Monsieur Jonquet, qui était agent commercial de la société Stanimex, laquelle commercialise des bijoux, a assigné celle-ci en paiement d'une indemnité compensatrice du préjudice subi en raison du refus par la mandante d'agréer le successeur qu'il lui avait présenté.

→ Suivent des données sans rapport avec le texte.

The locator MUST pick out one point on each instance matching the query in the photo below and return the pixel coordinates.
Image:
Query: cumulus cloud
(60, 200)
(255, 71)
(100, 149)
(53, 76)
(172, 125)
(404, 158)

Aux termes de ses dernières écritures, signifiées le 6 décembre 1999, l'appelant fait valoir que la responsabilité de la rupture incombe à la société Stanimex en ce que celle- ci a refusé d'agréer Monsieur Dubois, qu'il avait présenté pour successeur conformément aux dispositions de la loi du 25 juin 1991, sans même prendre la peine de le recevoir et qu'elle a d'autre part commis des fautes dans l'exécution du contrat, qui sont à l'origine de la diminution du chiffre d'affaires qu'elle lui reproche en faisant appel à un VRP sur le même secteur que lui, en lui retirant la distribution des produits "Ambre et Or" pour les confier à un autre représentant, en baissant unilatéralement le taux de commission sur les produits or, en I' approvisionnant de manière insuffisante.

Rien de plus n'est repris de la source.